Le bâtiment de la bibliothèque a connu depuis lors deux modifications majeures. La voûte conçue par Le Vau pour les deux galeries montra des signes de faiblesse dès le début du XVIIIe ; on décida de la remplacer par un plafond en 1739-1740, ce qui permit d’étendre les capacités de stockage en partie haute, au-dessus du balcon. En 1824, l’architecte Léon Biet réalisa, sous la direction d’Antoine Vaudoyer, un escalier d’honneur au décor néo-classique, inscrit dans un tambour ovale à éclairage zénithal, et couronné d’une galerie ornée de bustes antiques.
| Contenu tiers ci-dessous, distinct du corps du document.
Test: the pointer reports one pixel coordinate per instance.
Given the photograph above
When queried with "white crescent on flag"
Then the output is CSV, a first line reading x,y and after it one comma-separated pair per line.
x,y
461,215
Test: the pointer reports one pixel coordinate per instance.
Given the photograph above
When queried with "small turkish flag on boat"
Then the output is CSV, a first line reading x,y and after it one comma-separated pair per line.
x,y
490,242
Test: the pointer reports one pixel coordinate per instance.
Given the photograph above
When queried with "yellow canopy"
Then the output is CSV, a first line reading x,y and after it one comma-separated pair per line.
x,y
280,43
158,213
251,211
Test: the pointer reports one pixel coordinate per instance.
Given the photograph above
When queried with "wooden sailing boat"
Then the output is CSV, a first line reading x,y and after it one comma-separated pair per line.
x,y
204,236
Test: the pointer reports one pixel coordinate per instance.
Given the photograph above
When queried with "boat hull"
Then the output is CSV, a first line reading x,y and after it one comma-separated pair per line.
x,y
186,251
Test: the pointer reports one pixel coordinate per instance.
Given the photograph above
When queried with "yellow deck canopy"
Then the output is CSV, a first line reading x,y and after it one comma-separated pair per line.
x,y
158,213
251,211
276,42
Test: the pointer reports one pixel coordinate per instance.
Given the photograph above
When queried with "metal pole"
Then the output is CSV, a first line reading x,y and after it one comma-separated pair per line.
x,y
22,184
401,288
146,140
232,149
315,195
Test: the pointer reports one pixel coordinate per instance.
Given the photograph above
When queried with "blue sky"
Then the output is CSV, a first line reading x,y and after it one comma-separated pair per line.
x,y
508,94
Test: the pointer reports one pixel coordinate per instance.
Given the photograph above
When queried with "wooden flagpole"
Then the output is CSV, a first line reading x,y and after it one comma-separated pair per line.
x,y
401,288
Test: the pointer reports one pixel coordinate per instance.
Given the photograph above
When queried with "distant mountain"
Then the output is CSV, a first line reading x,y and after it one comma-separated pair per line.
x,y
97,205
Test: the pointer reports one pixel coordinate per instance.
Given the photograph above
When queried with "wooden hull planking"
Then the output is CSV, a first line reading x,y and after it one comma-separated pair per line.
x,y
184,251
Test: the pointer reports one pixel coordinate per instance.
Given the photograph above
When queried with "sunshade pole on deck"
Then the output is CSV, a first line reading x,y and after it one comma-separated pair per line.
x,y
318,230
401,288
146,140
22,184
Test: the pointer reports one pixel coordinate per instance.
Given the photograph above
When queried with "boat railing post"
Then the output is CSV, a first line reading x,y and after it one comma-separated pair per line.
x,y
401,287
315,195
De nombreuses oeuvres d’art sont venues compléter cet ensemble à la fin du XVIIIe siècle et au début du XIXe : bustes en marbre, bronze ou terre cuite, représentant des empereurs romains, des auteurs de l’Antiquité ou des savants des XVIIe et XVIIIe siècles, ornent les accès à la bibliothèque et la salle de lecture ; la petite galerie est éclairée par deux remarquables lustres de style rocaille en bronze ciselé et doré, attribués à Jean-Jacques Caffieri et ayant appartenu à la marquise de Pompadour ; parmi les ornements de la grande galerie, un globe céleste de Coronelli, avec méridien en cuivre de Gatellier (1693), et une terre cuite de Clodion (1738-1814) représentant le poète Arion sauvé du naufrage par un dauphin.
Bibliographie :
- Roger-Armand WEIGERT, "Le Palais Mazarin, architectes et décorateurs", Art de France, II, 1962, p. 147-169.
- Hilary BALON, Louis Le Vau : Mazarin’s College, Colbert’s revenge, Princeton, University Press, 1999.
- Jean-Pierre BABELON, Le Palais de l'Institut : du Collège des Quatre-Nations à l'Institut de France, Paris, nicolas Chaudun, 2005.
- Pierre GASNAULT, "Collège des Quatre-Nations : la bibliothèque Mazarine", Les bibliothèques parisiennes, architecture et décor, dir. Myriam Bacha et Christian Hottin, Paris, Action artistique de la Ville de Paris, 2005, p. 87-89.
- Yann SORDET, "D'un palais (1643) l'autre (1668) : les bibliothèque(s) Mazarine(s) et leur décor", Journal des Savants, 2015, p. 79-138.